そして熱風式は大手企業が使っています。60kg〜数百kg煎ることの出来る業務用です。ちなみに焙煎時間は約5分。

ここから少し化学的な話を用いて焙煎を語りたいとおもいます。

というのも最近に新居浜にコーヒー豆や輸入食材を扱うチェーン店が出来、そこのお店が一部スペシャルティを扱っているので興味があり試したく思い豆を購入したのです。

やはり熱風式焙煎機なのでしょう。熱風式焙煎機の限界を感じました。

熱風式は5分ぐらいで煎りあがります。何十キロ、何百キロを一気に煎ることが出来て1時間煎り続けたら数トンも煎ることの出来る効率の良いマシンです。

ただ効率が良くてもおいしい成分は充分に引き出せません。コーヒーは煎りあげる工程で180度前後から一段とおいしい成分、苦味、甘味、香りが増えるといわれます。
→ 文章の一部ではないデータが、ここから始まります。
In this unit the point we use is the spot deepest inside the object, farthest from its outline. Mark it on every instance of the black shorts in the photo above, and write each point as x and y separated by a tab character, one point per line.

苦味の主成分は糖類がカラメル化したものや糖類を含めた有機物が炭化したものと考えられます。

カラメル化した苦味は甘味を感じすっと引く苦味です。嫌な苦味は炭化したものです。煙の排気不足による燻り臭が原因です。

酸味はクエン酸、リンゴ酸、乳酸、酢酸、酒石酸、コハク酸といった有機酸が焙煎する事によってギ酸、シュウ酸、マロン酸などに変わりあのフルーツのような酸味に変わるのです。

いわばよくお客さんが口にする「酸っぱい酸味が嫌いです」という言葉は浅煎りによる適度な焙煎が行われていないコーヒーを飲むからに他なりません。

豆の個性を引き出す焙煎を行うと酸っぱいなどといった酸味はありません。

爽やかな酸味の生成は多糖類などの加水分解または熱分解によって生じるものです。

甘味はブドウ糖や果糖などの単糖類、ショ糖や麦芽糖などが焙煎中の熱でカラメル化反応やメイラード反応などを起して徐々に失われ、焙煎によっては残存率はほぼ0%になるようです。

理論的にいえば甘味は無いということです。

ただカラメル化した時の香りが甘味を感じさせるのではないかといわれています。

180度あたりからじっくり火を通しつつ、排気を適度にし、無駄のない時間(時間を掛けすぎると味は抜ける)で煎り上げなければおいしいコーヒーにはなりません。

どれだけ良い素材を使っても焙煎次第で素材を活かす事も、殺す事もあるのです。

ちなみにコーヒーの焙煎と化学の専門書は¥24,000ほどしました。さすが専門書です。